そこにユーリの、「すっごーい!」という快哉の雄叫びが重ねられる。
「十位圏外から、突如として第三位! それってユーリがデビューしたときと同じぐらいの急浮上じゃないですかぁ?」
「はい。格闘技マガジンの担当者も、感服されていたご様子です。遅ればせながら、猪狩さんにもお祝いの言葉を届けさせていただきたく存じます」
「い、いや、それってマジなんすか? いくら何でも、いきなりすぎる気がするんすけど……」
「私は、冗談を好みません」と、千駄ヶ谷は黒革のブリーフケースから一枚の書類を取り出した。そこに記載されていたのは、人気投票の上位十名の名前である。
1位 ユーリ・ピーチ=ストーム
2位 小笠原朱鷺子
3位 猪狩瓜子
4位 雅
5位 赤星弥生子
6位 沙羅
7位 まじかる☆まりりん
8位 マリア
9位 バニーQ
10位 イリア=アルマーダ
そこには、確かにそのように記されていた。
「ありゃりゃ。サキたんはランクアウトしてしまったのですねぃ」
「はい。サキ選手は昨年末の無差別級トーナメントで敗退し、本年は試合を行っていないのですから、妥当な結果なのではないでしょうか。試合で結果を残せなかった選手が下位に落ちるというのは、至極健全な姿であるように愚考いたします」
それは確かにその通りなのかもしれないが、瓜子としては忸怩たる心地である。昨年も今年も一度ずつしか試合を行っておらず、今年の試合では瓜子に敗北を喫したイリア選手が第十位に潜り込んでいるのだから、なおさらだ。

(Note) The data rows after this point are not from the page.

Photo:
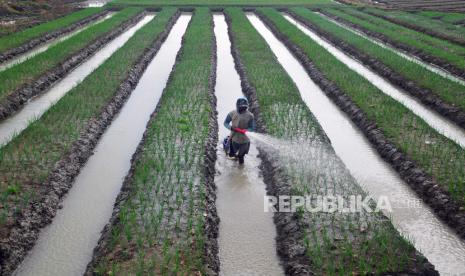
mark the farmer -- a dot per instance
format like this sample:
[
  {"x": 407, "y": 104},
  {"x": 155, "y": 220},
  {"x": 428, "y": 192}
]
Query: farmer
[{"x": 239, "y": 121}]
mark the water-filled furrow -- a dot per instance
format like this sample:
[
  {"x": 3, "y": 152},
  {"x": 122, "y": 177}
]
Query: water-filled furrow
[
  {"x": 65, "y": 246},
  {"x": 435, "y": 120},
  {"x": 37, "y": 106},
  {"x": 407, "y": 56},
  {"x": 44, "y": 47},
  {"x": 246, "y": 242},
  {"x": 93, "y": 3},
  {"x": 411, "y": 217}
]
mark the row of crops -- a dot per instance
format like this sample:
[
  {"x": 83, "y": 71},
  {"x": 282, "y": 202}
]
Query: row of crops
[{"x": 164, "y": 220}]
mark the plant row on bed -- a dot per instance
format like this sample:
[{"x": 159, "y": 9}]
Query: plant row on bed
[
  {"x": 452, "y": 33},
  {"x": 319, "y": 242},
  {"x": 25, "y": 76},
  {"x": 46, "y": 29},
  {"x": 160, "y": 223},
  {"x": 453, "y": 18},
  {"x": 422, "y": 156},
  {"x": 443, "y": 95},
  {"x": 27, "y": 162},
  {"x": 430, "y": 49}
]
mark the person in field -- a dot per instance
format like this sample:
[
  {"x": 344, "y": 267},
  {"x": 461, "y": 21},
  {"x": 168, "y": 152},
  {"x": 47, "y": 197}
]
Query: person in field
[{"x": 239, "y": 121}]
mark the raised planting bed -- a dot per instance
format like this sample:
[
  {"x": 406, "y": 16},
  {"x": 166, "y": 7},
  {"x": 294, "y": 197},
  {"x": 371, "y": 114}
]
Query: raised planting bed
[
  {"x": 430, "y": 49},
  {"x": 37, "y": 168},
  {"x": 220, "y": 3},
  {"x": 443, "y": 95},
  {"x": 430, "y": 163},
  {"x": 447, "y": 17},
  {"x": 430, "y": 27},
  {"x": 309, "y": 243},
  {"x": 165, "y": 221},
  {"x": 20, "y": 42},
  {"x": 34, "y": 76}
]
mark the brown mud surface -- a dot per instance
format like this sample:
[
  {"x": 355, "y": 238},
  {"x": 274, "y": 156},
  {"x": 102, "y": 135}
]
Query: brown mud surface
[
  {"x": 25, "y": 232},
  {"x": 18, "y": 98}
]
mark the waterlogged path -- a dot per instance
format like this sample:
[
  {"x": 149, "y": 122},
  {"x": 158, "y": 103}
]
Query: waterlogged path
[
  {"x": 42, "y": 48},
  {"x": 65, "y": 246},
  {"x": 430, "y": 67},
  {"x": 34, "y": 109},
  {"x": 247, "y": 234},
  {"x": 410, "y": 216},
  {"x": 433, "y": 119}
]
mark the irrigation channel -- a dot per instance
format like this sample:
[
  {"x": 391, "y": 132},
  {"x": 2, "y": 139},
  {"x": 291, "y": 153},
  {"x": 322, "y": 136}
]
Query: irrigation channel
[
  {"x": 94, "y": 3},
  {"x": 430, "y": 67},
  {"x": 44, "y": 47},
  {"x": 32, "y": 110},
  {"x": 247, "y": 243},
  {"x": 435, "y": 120},
  {"x": 411, "y": 217},
  {"x": 65, "y": 246}
]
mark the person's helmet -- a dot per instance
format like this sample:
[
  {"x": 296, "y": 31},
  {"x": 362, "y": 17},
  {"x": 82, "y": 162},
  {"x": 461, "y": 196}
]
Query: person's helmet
[{"x": 242, "y": 104}]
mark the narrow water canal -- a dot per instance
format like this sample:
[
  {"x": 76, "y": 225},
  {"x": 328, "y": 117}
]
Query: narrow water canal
[
  {"x": 247, "y": 234},
  {"x": 407, "y": 56},
  {"x": 65, "y": 246},
  {"x": 44, "y": 47},
  {"x": 37, "y": 106},
  {"x": 412, "y": 218}
]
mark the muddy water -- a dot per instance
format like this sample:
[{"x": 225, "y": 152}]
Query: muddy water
[
  {"x": 247, "y": 234},
  {"x": 65, "y": 247},
  {"x": 412, "y": 218},
  {"x": 33, "y": 52},
  {"x": 37, "y": 106},
  {"x": 435, "y": 120},
  {"x": 407, "y": 56}
]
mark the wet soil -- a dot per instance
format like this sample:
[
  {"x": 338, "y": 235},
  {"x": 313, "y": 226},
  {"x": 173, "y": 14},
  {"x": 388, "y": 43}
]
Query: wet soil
[
  {"x": 9, "y": 54},
  {"x": 426, "y": 96},
  {"x": 417, "y": 28},
  {"x": 247, "y": 234},
  {"x": 212, "y": 263},
  {"x": 438, "y": 199},
  {"x": 459, "y": 72},
  {"x": 25, "y": 232},
  {"x": 18, "y": 98}
]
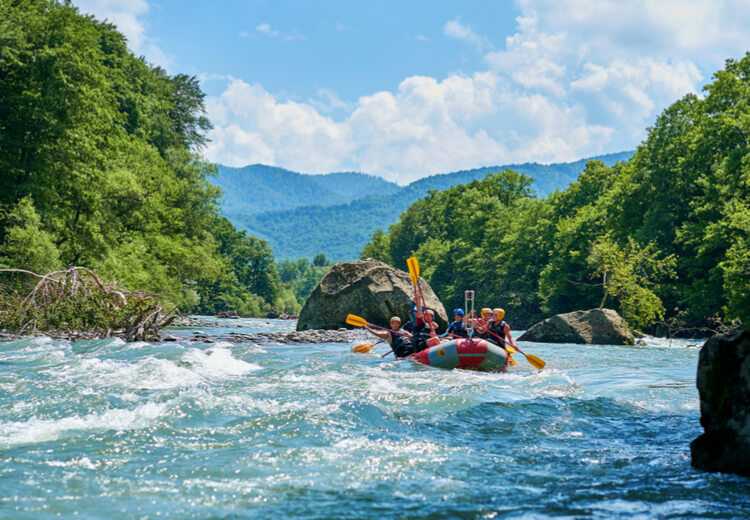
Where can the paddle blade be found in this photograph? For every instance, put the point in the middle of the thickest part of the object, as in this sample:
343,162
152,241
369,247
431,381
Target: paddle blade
363,348
355,321
413,265
536,362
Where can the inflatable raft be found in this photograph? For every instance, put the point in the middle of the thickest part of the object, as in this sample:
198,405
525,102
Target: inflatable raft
474,354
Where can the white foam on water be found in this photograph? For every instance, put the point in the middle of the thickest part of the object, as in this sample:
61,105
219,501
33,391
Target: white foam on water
147,373
83,462
218,362
43,430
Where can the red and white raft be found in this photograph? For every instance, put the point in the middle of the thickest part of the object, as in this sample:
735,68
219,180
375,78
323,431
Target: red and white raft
471,354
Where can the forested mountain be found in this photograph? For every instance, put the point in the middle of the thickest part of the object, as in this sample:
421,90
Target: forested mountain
664,237
259,188
100,166
341,230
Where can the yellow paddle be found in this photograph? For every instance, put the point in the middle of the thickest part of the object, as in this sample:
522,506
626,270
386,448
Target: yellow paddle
414,272
535,361
364,348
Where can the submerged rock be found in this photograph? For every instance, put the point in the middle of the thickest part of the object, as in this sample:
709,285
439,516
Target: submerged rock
371,289
306,336
595,326
724,387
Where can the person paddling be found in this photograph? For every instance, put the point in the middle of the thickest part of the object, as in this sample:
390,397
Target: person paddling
457,328
398,338
482,324
499,329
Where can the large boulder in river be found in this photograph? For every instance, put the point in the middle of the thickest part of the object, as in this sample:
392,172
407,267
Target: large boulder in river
724,388
368,288
596,326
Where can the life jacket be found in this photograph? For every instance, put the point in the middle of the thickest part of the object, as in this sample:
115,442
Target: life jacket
400,344
497,332
420,336
482,324
458,328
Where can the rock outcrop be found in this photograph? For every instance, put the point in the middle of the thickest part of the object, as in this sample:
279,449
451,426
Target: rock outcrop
368,288
724,388
596,326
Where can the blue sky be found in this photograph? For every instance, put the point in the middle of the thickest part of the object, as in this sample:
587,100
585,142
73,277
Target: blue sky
407,89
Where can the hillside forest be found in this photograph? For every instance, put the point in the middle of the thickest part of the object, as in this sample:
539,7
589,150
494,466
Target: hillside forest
664,237
100,166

「それに、来栖選手も入ってないんすね。なんだかんだ、毎回十位以内には名前があったと思うんすけど……」
「来栖選手は昨年に一度しか試合を行っておらず、なおかつその試合ではユーリ選手に敗北しています。そしてそれ以降、引退の噂が流れていたことが、人気の低迷を呼び込んだのではないでしょうか。そちらの票は小笠原選手に流れたような印象であると、担当者はそのように述懐しておりました」
「小笠原選手に?」
「はい。今後の無差別級を担うのは小笠原選手であると、そういう期待がかけられているのでしょう。小笠原選手が人気投票で第四位以上に浮上したのは、これが初めてであるようなのです」
それは、嬉しくもあり物悲しくもある話であった。
しかしまた、人気投票で選手の価値が決まるわけではない。『コスプレ三銃士』の面々が全員ランクインしていることからもわかる通り、こういったアンケートにはキャラ人気というものも大きく関わってくるのだ。だからこそ、ユーリも地上最弱の時代から第三位などという分不相応の結果を残していたのだった。

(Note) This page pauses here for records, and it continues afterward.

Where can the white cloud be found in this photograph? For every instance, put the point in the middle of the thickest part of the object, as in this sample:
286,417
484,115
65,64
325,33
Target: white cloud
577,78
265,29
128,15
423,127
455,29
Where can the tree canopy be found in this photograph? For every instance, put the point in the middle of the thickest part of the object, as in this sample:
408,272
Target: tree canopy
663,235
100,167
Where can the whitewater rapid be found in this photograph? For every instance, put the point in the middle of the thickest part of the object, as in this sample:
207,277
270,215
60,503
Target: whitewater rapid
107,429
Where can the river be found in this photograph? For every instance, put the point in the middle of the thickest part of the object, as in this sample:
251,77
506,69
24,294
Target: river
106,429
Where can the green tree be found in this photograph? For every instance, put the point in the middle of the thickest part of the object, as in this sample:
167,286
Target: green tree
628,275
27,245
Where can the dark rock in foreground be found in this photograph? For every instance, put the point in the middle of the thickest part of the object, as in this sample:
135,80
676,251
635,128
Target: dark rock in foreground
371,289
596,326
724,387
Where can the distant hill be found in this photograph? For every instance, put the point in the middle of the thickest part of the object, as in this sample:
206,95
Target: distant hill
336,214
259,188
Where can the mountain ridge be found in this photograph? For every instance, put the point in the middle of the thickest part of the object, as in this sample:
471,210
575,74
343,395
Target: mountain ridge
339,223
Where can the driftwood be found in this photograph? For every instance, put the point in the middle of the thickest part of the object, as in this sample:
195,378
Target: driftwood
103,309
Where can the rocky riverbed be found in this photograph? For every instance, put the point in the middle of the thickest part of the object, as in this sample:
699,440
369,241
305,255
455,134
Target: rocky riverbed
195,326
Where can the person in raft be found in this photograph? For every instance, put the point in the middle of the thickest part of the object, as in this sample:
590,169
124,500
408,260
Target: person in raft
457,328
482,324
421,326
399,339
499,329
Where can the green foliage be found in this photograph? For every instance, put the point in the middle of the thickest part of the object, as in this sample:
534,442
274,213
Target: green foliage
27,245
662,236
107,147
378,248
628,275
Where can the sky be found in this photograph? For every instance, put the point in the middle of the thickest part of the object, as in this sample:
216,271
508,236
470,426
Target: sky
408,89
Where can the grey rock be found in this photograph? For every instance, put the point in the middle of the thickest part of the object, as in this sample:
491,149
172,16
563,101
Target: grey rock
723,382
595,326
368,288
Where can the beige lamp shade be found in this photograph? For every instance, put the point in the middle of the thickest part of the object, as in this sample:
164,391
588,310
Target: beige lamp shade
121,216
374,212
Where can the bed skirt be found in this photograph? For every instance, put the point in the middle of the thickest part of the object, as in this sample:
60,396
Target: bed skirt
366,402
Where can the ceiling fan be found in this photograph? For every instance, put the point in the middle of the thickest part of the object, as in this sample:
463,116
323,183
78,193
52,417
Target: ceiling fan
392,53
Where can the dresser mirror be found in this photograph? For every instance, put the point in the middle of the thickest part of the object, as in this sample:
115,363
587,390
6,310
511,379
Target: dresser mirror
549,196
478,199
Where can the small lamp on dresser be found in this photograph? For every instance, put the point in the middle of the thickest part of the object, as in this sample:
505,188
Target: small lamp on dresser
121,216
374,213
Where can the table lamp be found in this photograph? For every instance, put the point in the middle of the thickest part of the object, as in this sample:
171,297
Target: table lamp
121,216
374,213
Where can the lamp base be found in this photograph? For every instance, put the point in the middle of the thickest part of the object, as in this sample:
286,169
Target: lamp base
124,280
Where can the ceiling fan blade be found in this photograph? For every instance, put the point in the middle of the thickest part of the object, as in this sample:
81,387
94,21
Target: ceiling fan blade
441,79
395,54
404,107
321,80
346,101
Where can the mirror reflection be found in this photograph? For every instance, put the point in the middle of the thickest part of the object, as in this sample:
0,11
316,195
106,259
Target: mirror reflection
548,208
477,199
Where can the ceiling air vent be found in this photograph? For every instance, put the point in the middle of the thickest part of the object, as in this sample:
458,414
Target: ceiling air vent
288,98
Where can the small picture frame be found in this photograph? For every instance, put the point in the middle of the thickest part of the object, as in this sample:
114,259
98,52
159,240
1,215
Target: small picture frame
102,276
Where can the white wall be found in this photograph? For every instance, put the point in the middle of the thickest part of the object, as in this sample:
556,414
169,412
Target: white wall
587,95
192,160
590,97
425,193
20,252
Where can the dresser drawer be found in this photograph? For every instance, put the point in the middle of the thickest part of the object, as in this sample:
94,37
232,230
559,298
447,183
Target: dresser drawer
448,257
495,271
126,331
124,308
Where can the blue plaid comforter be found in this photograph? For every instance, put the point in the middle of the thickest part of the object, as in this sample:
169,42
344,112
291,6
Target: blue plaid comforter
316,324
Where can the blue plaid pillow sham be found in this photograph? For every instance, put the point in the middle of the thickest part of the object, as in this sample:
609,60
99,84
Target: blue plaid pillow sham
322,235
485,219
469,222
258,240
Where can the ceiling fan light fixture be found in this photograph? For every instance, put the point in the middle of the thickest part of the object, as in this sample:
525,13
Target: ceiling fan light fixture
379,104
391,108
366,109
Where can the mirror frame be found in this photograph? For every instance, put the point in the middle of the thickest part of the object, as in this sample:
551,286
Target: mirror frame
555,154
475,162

「それでは、あらためまして……格闘技マガジン女子選手特集号の企画に関しては、全面的にオファーを受諾するということでよろしいでしょうか?」
「はいはい、おまかせいたしますぅ。……それに、上位十名の選手がみーんなピックアップされるってお話なのですよねぇ? うり坊ちゃんと一緒に誌面を飾れるなんて、なんだかワクワクしちゃいますぅ」
そう言って、ユーリは世にも幸福そうに微笑んだ。
つられて笑顔を返しつつ、瓜子は千駄ヶ谷のほうに向きなおり――そして、背筋をのばすことになった。その氷の刃を思わせる眼光が、真正面から瓜子を見据えていたのである。

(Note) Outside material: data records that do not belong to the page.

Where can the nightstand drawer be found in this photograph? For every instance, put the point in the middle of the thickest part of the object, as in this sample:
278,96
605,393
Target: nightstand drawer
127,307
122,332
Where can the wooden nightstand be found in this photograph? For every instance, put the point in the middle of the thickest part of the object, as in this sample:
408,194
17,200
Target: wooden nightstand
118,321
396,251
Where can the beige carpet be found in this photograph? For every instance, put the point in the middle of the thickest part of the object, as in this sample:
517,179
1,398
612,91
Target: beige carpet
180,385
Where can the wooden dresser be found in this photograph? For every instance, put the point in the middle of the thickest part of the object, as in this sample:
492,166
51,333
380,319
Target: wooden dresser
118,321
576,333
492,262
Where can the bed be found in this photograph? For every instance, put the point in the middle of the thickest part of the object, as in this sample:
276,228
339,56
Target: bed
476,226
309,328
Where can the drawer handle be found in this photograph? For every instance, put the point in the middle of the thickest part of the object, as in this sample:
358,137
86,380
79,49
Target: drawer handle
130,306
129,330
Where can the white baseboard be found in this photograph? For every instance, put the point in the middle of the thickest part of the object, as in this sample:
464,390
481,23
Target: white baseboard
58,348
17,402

「な、なんでしょう? 自分に何か落ち度でもありましたか?」
「いえ。せっかくですので、猪狩さんのお気持ちもご確認させていただきたく思います。……猪狩さんも、このたびのオファーを全面的に受諾していただけますでしょうか?」
「そりゃあもう、自分みたいな新米の選手がピックアップされるなんて、この上なく栄誉なことなんでしょうから――」
と、そこで瓜子は危険な予感めいたものを察知することになった。妖怪退治を得意にする某マンガの主人公であれば、ぴぴんと頭頂部の髪が逆立っていたところであろう。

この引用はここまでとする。